This conclusion (with Boole’s extra \(v\)) can be obtained directly from (\ref{eq:xz}) by multiplying by \(v\) and observing that \(v^2 = v\) and \(v(1-v) = 0\).
All my other attempts to get Boole’s result for this case fail for some reason.
The first approach taken for determining \(vx\) in terms of \(z\) fails when I take the same approach for \(vx\) in terms of \((1-z)\). That is, when we multiply (\ref{eq:x0}) by \(v\) we get:
\[\begin{align} \label{eq:vx0p} vx = \frac{0}{[(1-v')+ w']}&=\phi'(v,v',w,w') \end{align}\]It’s easy to see that this becomes
\[\begin{align} \phi'(v,v'w,w') = \frac{0}{0}v'(1-w') \end{align}\] \[\fbox{This does not match what Boole finds.}\]Boole’s answer is missing the factor of \(v'\). If, instead, we take the approach that worked for \(vx\) in terms of \(z\), we multiply (\ref{eq:x1-z}) directly by \(v\) to get
\[\begin{align} \phi'(v,v'w,w') = \frac{0}{0}vv'(1-w') \end{align}\]Here, we still have the factor \(v'\) but we have added a new factor of \(v\). So something has gone wrong here.
We finally consider putting \(1-x\) in terms of \(z\) and \(1-z\). On page 235, Boole remarks that if development of \(w\) gives \(A + 0B + \frac{0}{0}C + \frac{1}{0}D\), then the development of \(1-w\) must necessarily give \(B + 0A + \frac{0}{0}C + \frac{1}{0}D\). We may thus try to use this to our advantage in adapting (\ref{eq:xz}) and (\ref{eq:x1-z}) (or rather the full set of equations above them).
Since (\ref{eq:xz}) shows \(A + \frac{0}{0}C\), we must only determine \(B\) by looking at the equations above it.
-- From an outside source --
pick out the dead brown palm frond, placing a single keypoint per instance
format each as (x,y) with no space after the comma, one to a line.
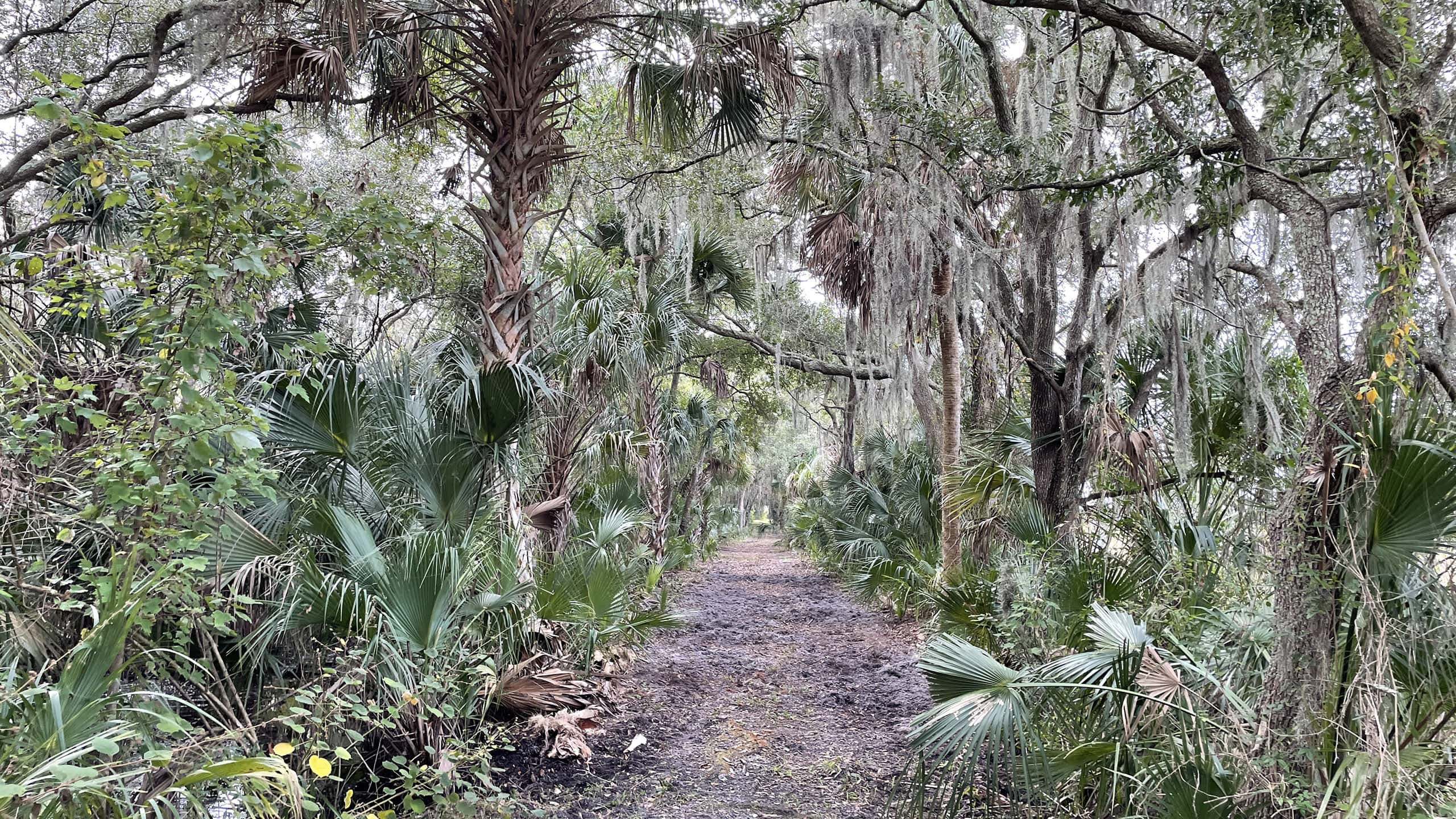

We see easily that
\[\begin{align*} B &= v(1-v')(1-w)w' + vv'(1-w)w' + v(1-v')ww' + v(1-v')(1-w)(1-w')\\ &= v(1-w)w' + v(1-v')ww' + v(1-v')(1-w)(1-w') \end{align*}\] \[\fbox{This matches what Boole finds!}\]Doing the same thing for finding \(1-x\) in terms of \(1-z\), we find that
\[\begin{align*} B &= v(1-v')(1-w') + v(1-v')w' + vv'w'\\ &= v(1-v') + vv'w'\\ &= v[(1-v') + v'w'] \end{align*}\] \[\fbox{This is not what Boole finds.}\]The value for \(B\) that Boole finds is \(v(1-w)w'\) which is baffling mostly because of the dependence on \(1-w\) which was already eliminated by the time we got to (\ref{eq:p7}).
To summarize, of the 6 possible relations between \(x, vx, 1-x\) on \(z\) and \(1-z\), we succeed in four of them and fail at two of them. The fact that our failures are both for relations to \(1-z\) is probably not a coincidence, and may suggest that the equations above (\ref{eq:x1-z}) may be missing something.